6-March-2017: Non-Constant Acceleration Problem(Elephant)

Lab#3: Non-Constant Acceleration Problem
May Soe Moe
Lab Partners: Ben Chen, Steven Castro
Date Performed: 6-March-2017

Objective: To find out the distance of the elephant before coming to rest by numerically and analytically and compare the results

Problem with Given Information

Theory/Introduction: We were given the problem, where we wanted to find out how far the elephant goes before coming to rest, meaning we want to find the distance x when the final velocity v is zero. We knew the following information: the mass of the elephant on frictionless roller skates (5000-kg), the velocity of the elephant (25 m/s), the mass of the rocket on the elephant's back (1500-kg), the rocket's thrust (8000N), and the function m(t)= 1500kg-(20kg/s)*t. In order to figure out the distance, we will approach this problem analytically and numerically. For analytical approach, the professor already did a bunch of calculus, integrating, to find the velocity and position function from Newton's Second Law, Fnet=m(t)a. To numerically approach, we used Microsoft Excel to put in the known values and find what we do not know to figure out the distance that we are looking for. We tried to figure it out by letting the Excel calculate the data and see when the velocity is zero from the spreadsheet. Then we compared what we got analytically and numerically. 

Summary:

(1) We put in the known values from the given problem into Microsoft Excel: M0=6500 kg, v0= 25m/s, b(burning fuel rate)=20kg/s, Fnet= -8000N. We will set Delta t to be 1 second at first and calculate the acceleration, change in velocity, velocity, change in position, and position at each time interval.

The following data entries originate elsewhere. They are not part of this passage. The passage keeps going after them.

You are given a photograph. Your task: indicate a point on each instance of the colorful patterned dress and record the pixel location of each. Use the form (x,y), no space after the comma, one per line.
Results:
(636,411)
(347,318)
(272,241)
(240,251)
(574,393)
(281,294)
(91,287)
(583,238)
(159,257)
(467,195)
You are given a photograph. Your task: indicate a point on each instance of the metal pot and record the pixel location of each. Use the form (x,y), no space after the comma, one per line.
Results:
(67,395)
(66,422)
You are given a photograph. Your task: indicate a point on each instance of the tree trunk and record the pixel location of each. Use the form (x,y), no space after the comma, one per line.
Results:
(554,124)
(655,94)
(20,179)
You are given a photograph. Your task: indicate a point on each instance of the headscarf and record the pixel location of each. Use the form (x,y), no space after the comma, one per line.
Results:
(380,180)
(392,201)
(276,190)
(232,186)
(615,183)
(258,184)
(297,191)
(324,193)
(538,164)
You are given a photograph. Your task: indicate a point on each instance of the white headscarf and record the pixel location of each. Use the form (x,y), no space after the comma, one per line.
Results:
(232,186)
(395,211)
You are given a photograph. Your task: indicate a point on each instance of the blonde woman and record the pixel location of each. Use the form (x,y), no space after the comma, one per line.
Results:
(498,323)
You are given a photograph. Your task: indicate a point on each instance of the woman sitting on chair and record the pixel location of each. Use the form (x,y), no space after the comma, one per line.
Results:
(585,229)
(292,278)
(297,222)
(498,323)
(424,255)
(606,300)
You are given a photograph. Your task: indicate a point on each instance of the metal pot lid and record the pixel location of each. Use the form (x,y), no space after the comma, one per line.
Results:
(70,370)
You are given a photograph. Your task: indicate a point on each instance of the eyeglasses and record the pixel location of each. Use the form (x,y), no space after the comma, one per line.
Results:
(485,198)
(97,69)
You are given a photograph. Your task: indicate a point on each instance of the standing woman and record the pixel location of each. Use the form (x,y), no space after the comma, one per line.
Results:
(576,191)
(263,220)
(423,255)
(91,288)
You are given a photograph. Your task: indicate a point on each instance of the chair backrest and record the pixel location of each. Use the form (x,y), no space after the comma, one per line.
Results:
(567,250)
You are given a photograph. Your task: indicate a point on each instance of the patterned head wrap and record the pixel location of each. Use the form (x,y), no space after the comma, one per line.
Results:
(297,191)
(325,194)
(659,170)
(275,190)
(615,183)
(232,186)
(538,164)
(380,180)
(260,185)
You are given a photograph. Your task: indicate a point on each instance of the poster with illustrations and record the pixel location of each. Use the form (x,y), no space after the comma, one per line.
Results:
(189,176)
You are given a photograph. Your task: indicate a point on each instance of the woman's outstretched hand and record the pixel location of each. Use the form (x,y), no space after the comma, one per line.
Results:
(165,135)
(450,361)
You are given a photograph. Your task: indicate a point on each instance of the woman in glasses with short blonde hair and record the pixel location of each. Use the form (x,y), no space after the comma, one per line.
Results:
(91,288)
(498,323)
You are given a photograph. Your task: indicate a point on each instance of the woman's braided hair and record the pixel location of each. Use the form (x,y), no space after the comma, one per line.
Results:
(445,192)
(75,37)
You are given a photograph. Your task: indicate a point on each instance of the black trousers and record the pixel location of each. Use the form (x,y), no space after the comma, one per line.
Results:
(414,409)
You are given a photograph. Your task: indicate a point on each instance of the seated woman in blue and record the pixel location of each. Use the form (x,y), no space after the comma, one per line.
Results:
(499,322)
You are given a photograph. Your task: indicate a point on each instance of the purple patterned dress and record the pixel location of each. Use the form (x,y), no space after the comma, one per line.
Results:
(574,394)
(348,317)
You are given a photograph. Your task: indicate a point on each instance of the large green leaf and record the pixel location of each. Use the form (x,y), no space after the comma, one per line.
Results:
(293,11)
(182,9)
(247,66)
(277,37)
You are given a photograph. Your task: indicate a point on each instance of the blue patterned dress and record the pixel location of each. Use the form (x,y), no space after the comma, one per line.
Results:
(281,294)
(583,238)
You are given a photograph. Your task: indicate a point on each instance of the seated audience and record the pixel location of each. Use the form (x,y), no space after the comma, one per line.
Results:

(2) What we wanted to find out was the distance the elephant traveled when its final velocity is zero. Since we don't know when the elephant is at rest, we tried to figure out the time when the velocity is zero by filling down the row. 

(3) The concept behind is that we wanted to find out the time it took for the elephant to come to rest because we were using trapezoidal rule to approximate the distance. By making the time interval smaller, the trapezoid gets smaller and it makes accurate approximation of the distance.

How we got the equation for Change in Velocity. 

How We Got the equation for Change in Position.

(4) After filling down the rows, we tried to see when the velocity was zero during the 1 second time interval.

(5) When the time interval is 1second, we saw that the velocity changed from 0.90392744m/s at t=19s to -0.405405m/s at t=20s. This means that the velocity reached zero between t=19s and t=20s. 

(6) As we wanted to get better understanding of exactly when the velocity is zero, we changed the time interval to 0.1s.

(7) We saw that velocity changed from 0.11888376m/s at t=19.6s to -0.0121135m/s at t=19.7s, which gave us more accurate time period and the change in velocity than when time interval was 1 second.

(8) We tried to make Delta t smaller by putting 0.05 second instead of 0.1 second to see how much difference it made.

(9) From the screenshot, we could see that the velocity must be zero in between t=19.65s and t=19.7s since the velocity went from +0.05339083m/s to -0.0121131m/s. 

Conclusion:

(1) When we compared the results we got from doing the problem analytically and doing it numerically, we could see that it was pretty much the same. Analytically approach got us the distance x to be 248.7m. When we did the problem numerically, we plugged in time intervals to be 1second, 0.1 second, and 0.05 second. We got the distance x of 248.628m when delta t was 1 second, 248.698m when delta t was 0.1 second and 0.05s. 

(2) How we know when the time interval we chose for doing the integration is "small enough" is when delta t stops changing the distance x's value. When delta t is small enough, the distance's value will stay pretty much the same to several decimal places.If we didn't have the analytical result to which we could compare our numerical result, we could tell the distance by calculating standard deviation and see in what range we fall into, and to what percent we can be confident that we got the right answer.

(3) We did the same steps as above to figure out how far the elephant would go if its initial mass were 5500kg, the rocket mass is still 1500 kg, but now the fuel burn rate is 40kg/s and the thrust force is 13000N. We changed its delta t to be at 1 second, 0.1 second, and 0.05 second and got the distance x to be 164.021m, 164.034m, 164.034m respectively.